Lessons I learn from my son

Roque, my four-year-old, has been extra clingy lately. He would insist on lambing time with Mama in the morning between his morning milk and bath time, and again at night between dinner and bedtime.

He was adamant as to where the lambing should take place: always upstairs in his room in the morning, and on the sofa downstairs at night.

Given that we also have a very demanding 9-month-old and no extra help at home, it’s difficult to indulge him every time even if I wanted to. I tried to introduce the idea that lambing can be present anywhere, regardless of what you were doing. This was met with resistance.

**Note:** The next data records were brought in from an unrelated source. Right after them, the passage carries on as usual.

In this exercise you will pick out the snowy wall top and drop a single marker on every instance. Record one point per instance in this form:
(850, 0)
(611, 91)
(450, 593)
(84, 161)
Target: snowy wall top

Last night, as I went up to put the baby to bed, Roque made me promise to come back down and lambing with him on the sofa after I had laid Cortez, the baby, in his crib. Super tired and sleepy myself, I absently agreed and promptly fell asleep, Cortez on the bed by my side. 

Tired of waiting, Roque soon came upstairs to get me. Thinking to get out of my promise (and really, a bit annoyed and not wanting to get up from the comfy bed), I tried persuading him to just lambing in bed with me, which caused him to start tearing up in frustration because ‘we had a deal, Mama! You said you were going to go back downstairs and lambing!’

Muttering and grumbling, I finally made it back to the sofa. Snuggled up to me, he softly said, ‘Mama, I want to tell you something.’

‘What is it?’

‘Diba when Cortez does something wrong, you don’t get mad at him. You comfort him right away…’ He trailed off and his earnest face dissolved into tears.

Roque is by nature a playful and energetic boy. He is almost always on the move — dancing, singing, running, jumping, laughing. Because of this, it is inevitable that days with him are filled with warnings being given and admonitions being yelled. And because of the baby, oftentimes the yelling becomes the priority and the hugs take a back seat. To him, it seemed that all Mama did was get mad at him but never at Cortez. 

My heart broke as I realized that this was the cause of his recent clinginess; my sweet boy was feeling sad and neglected.

I hugged him tightly and explained as well as I could the difference between how a baby understands things and how a bigger boy does. I squeezed him tight and assured him as well as I knew how that Mama and Dada love him so so so so so much and that he gives us so much joy.

He clung to me and cried and cried, and I marveled at how lucky I was to have a child like him, who continued to treat his baby brother with sweetness and kindness even as he felt unfairly treated.

We cuddled a bit more and stayed up later than we should have on a school night, but exhausted or not, I was determined that he got his fill of lambing. 

Every day, I realize more and more that I learn from my kids more than they could ever learn from me. In the four years that I have been his mother, Roque has taught me patience, kindness and empathy, among other things. He has forced me to pause and take a long, hard look at how I treat others, at how I view the world, at how I live the values I claim to espouse.

I’m convinced Cortez arrived to make sure I don’t get smug about the lessons his brother had taught me.